Now it is fast, but it is entering incorrect data. Edge cases missed during initial testing surface, model assumptions prove wrong, and the errors are severe enough to be catastrophic in production. The prompt needs work.

Lesson: speed reveals correctness problems. Don’t optimize before you’re right.

3. Trough of Prompt & Script Iteration Sorrow

Update the prompt, update a script, and something that was working breaks. The agent misses a checkbox that was not explicitly specified. Progress is inconsistent.

Lesson: iterating on a monolithic prompt and script together is the root cause of this cycle. Decompose first.

4. Releases of Prompt and Script Fixes

All context is consolidated into one prompt, stitched together with Playwright snippets and tested locally.

This feels like progress. It’s not. You’re building technical debt.

5. Crash of Agent Context Limitations

Models are trained on goals, not granular instructions. They make assumptions when underdirected. At context limit they hallucinate. They’re incredible at writing scripts, but only when they have the full DOM, selectors, and examples of what worked and didn’t. Without that, they write brittle scripts with no branching.

Lesson: the model isn’t the problem. Missing context of previous executions is.

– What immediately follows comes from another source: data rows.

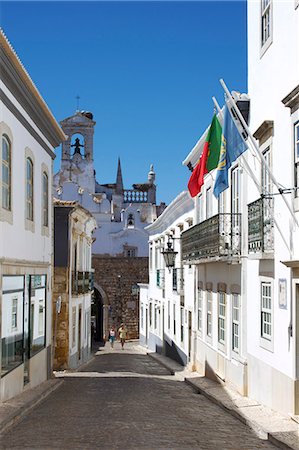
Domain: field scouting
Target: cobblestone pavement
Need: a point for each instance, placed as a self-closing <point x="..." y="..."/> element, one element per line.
<point x="126" y="400"/>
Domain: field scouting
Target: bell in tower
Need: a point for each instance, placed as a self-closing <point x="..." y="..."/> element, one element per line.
<point x="77" y="164"/>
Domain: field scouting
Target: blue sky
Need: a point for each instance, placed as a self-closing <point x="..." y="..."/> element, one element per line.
<point x="146" y="70"/>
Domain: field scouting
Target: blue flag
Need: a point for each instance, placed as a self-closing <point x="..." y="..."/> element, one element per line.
<point x="232" y="146"/>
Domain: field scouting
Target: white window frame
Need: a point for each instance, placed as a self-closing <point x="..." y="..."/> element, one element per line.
<point x="14" y="313"/>
<point x="266" y="182"/>
<point x="235" y="299"/>
<point x="221" y="203"/>
<point x="6" y="164"/>
<point x="266" y="314"/>
<point x="45" y="199"/>
<point x="199" y="309"/>
<point x="209" y="315"/>
<point x="209" y="208"/>
<point x="174" y="320"/>
<point x="74" y="317"/>
<point x="5" y="214"/>
<point x="296" y="157"/>
<point x="29" y="189"/>
<point x="266" y="28"/>
<point x="236" y="190"/>
<point x="200" y="208"/>
<point x="221" y="319"/>
<point x="182" y="326"/>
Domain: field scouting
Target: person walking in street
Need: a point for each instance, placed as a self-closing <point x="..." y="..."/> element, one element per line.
<point x="112" y="336"/>
<point x="122" y="332"/>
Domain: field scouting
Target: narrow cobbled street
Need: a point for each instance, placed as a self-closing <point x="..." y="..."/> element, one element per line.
<point x="126" y="400"/>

6. Wiggles of Best Practices Discovery

This is where builders who ship live. The key shifts:

Decompose into a node graph. Most agents are actually workflows, less glamorous, but it works. Split into nodes with clean context per step. For example 2 agentic nodes (e.g. login, fill form) and 1 output node. Each node is independently debuggable.
Define outcomes, not just instructions. Give 2 to 10 explicit outcome labels: form_submitted, user_not_found, login_failed, other_error. This tells you what the agent actually did, not just whether it crashed.
Write outcome-oriented prompts.
- Good: “Fill the patient intake form with {{.DATA}}. If a required field is missing, return missing_field. If a validation error appears, retry once, then return validation_error.”
- Bad: “Click button.btn-primary…” Hardcoded selectors break when the DOM changes.
Don’t constrain the agent’s tools. We’ve seen agents reverse engineer backend APIs, build a skill from that, and run 1000x faster than the frontend equivalent. A rigid prompt would never let this happen.
Feed previous execution context offline. When iterating between runs, give the agent what worked and what didn’t. It dramatically reduces regression.

7. The Promised Land of Self-Healing Agents

Self-healing scripts. The agent correctly uses scripts for deterministic subtasks.
Lock scripts once they work. Define explicit failure handling (e.g. cancel the run deterministically). No manual intervention required.

8. Acquisition of 90%+ Success Rate

The agent handles all input variations and correctly fails on unspecified situations. It knows what it doesn’t know.

9. Upside of AI-Scripted Runs at 10x Speed, 100x Cost

What took 30 minutes now takes 5, with far fewer LLM calls. Thousands of runs a day. This is the compounding payoff for doing steps 6 and 7 properly. Getting here is still not possible for any browser workflow. It only became possible with Claude 4.5+ level models.

Examples of Underspecified Prompts

To illustrate how challenging some customer requests can be, here are a few real prompts, simplified to preserve anonymity:

“Don’t make mistakes.”
“Sign in, extract all data from the CRM for the past 20 years, do it in 4 minutes.”
“Open 10 browser tabs at the same time, change IP address for each, and sign into these 10 portals.”

Each reflects a genuine misunderstanding of fundamental agent constraints.

How to think about building browser agents

Even as coding agents improve, the agent builder who understands the process will remain essential. The development time will get compressed into shorter cycles with AI’s help.

[1] Paul Graham’s process graph, for reference.